Heat oven to 375°. Brown ground beef in large nonstick skillet over medium heat 8 to 10 minutes or until beef is not pink, breaking up into small crumbles. Pour off drippings; season with salt. Stir in spaghetti sauce, tomatoes and red pepper. Combine ricotta cheese, Parmesan cheese and egg in medium bowl. Spread 2 cups beef sauce in bottom of 13 x 9-inch baking dish. Top with 4 noodles, arranged lengthwise in single layer; place fifth noodle crosswise at end of dish, breaking noodle to fit. Press noodles lightly into sauce. Spread half the ricotta mixture over noodles. Sprinkle with 1 cup mozzarella cheese; top with 1-1/2 cups beef sauce. Top with 5 more noodles in single layer; press into sauce.
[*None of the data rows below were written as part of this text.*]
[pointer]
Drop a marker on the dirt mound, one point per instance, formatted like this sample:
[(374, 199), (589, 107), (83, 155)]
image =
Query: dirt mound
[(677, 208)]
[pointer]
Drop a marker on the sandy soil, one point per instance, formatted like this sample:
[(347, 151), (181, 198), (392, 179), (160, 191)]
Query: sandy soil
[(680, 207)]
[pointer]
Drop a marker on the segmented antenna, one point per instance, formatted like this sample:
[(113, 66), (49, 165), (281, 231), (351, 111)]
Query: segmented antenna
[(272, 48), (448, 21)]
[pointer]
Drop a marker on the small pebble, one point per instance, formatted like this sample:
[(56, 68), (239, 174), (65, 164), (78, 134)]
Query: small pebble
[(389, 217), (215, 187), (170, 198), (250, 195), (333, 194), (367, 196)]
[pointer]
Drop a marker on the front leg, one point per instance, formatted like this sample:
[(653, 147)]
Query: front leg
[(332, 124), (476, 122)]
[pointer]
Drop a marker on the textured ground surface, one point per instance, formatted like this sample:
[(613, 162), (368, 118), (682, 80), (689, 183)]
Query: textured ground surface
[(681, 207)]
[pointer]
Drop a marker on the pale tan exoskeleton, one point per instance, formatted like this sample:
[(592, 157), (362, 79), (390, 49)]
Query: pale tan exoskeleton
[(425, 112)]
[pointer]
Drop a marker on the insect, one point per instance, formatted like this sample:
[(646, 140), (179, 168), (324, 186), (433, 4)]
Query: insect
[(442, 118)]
Top with 1 1/2 cups of beef sauce. Spread with remaining ricotta mixture. Sprinkle with 1 cup of mozzarella cheese, top with 1 1/2 cups of beef sauce. Layer remaining noodles, top with remaining sauce. Bake in 375° oven 90 minutes or until noodles are tender. Sprinkle with remaining 1/2 cup mozzarella cheese. Let stand 15 minutes.